There are several hurdles in the way. The first is that the returning Congress doesn't have much time left. The second is that, to succeed, the Pasteur Act will have to be attached to a larger piece of legislation, at a moment when lots of sponsors are trying to get their pet proposals through. One vehicle might be an omnibus spending bill that reauthorizes health programs on the verge of expiring. Another may be the annual, bipartisan, usually nonpolitical National Defense Authorization Act. With 66 cosponsors from both parties, Pasteur seems like a natural fit.

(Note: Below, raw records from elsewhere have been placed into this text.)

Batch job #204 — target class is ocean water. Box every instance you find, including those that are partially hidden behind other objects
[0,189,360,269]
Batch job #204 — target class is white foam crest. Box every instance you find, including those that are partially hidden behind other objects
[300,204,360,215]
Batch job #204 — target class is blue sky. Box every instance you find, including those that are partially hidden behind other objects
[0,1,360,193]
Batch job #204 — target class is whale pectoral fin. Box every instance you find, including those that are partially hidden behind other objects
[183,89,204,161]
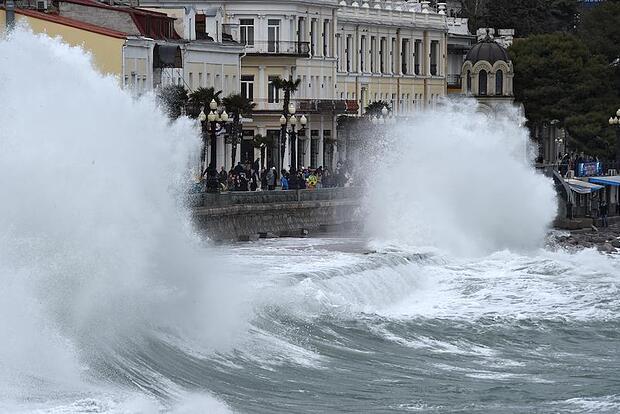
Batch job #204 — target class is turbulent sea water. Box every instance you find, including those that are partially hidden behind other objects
[0,28,620,413]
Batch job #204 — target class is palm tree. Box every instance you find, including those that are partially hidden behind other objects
[187,87,222,118]
[222,93,256,167]
[157,85,188,119]
[364,101,392,116]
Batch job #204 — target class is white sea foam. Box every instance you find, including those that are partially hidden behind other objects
[363,101,556,254]
[0,27,252,408]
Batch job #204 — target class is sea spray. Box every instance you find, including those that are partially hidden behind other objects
[0,28,251,404]
[362,100,556,254]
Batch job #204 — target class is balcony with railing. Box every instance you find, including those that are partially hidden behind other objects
[242,40,310,57]
[446,75,463,88]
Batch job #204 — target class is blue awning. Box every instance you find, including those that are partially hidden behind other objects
[590,175,620,187]
[566,179,604,194]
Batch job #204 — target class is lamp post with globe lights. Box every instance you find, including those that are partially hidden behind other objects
[609,109,620,170]
[207,99,228,193]
[280,103,308,190]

Yet last week, a coalition of six academics and 11 organizations—including the liberal-leaning groups Public Citizen and Doctors for America—asked the legislators who oversee military authorization to keep the measure out of that end-of-year act. In a letter to Senators Jack Reed of Rhode Island and James Imhofe of Oklahoma—the Democratic chair and Republican ranking member of the Senate Armed Services Committee—the group called the Pasteur Act "a blank check to pharmaceutical manufacturers."
That objection offers a glimpse of what might spoil the Pasteur Act while it's on the brink of success: its cost. So many large companies have been excoriated for extortionate pricing that the prospect of giving any money to any drugmaker is risky. Yet while the small biotechs holding up the field may be in pharma, they're not Big Pharma: many have just a few employees, are working on their first-ever product, and aren't earning anything yet, let alone extortionate returns. "We're hearing: It's just too much. We're not prepared to spend this much," says Mary Dwight, the chief policy and advocacy officer at the Cystic Fibrosis Foundation, which has taken on the Pasteur Act as a cause. "We would really like to flip that narrative, because it's pretty clear to us that combating antimicrobial resistance is cost effective."
According to research supported by the CDC, the US already spends $4.6 billion each year to respond to antibiotic-resistant infections. If that spending could be obviated, it would save in one year most of what the Pasteur Act would spend over several.
"If Pasteur passes, it would help not just CF patients, but the whole population," Brown says. "We got through Covid, but if there are not more antibiotics to help treat bacterial infections, then Covid is going to look like the least of our worries. If a superbug gets out and nobody has anything to work with, then we're all going to be in trouble."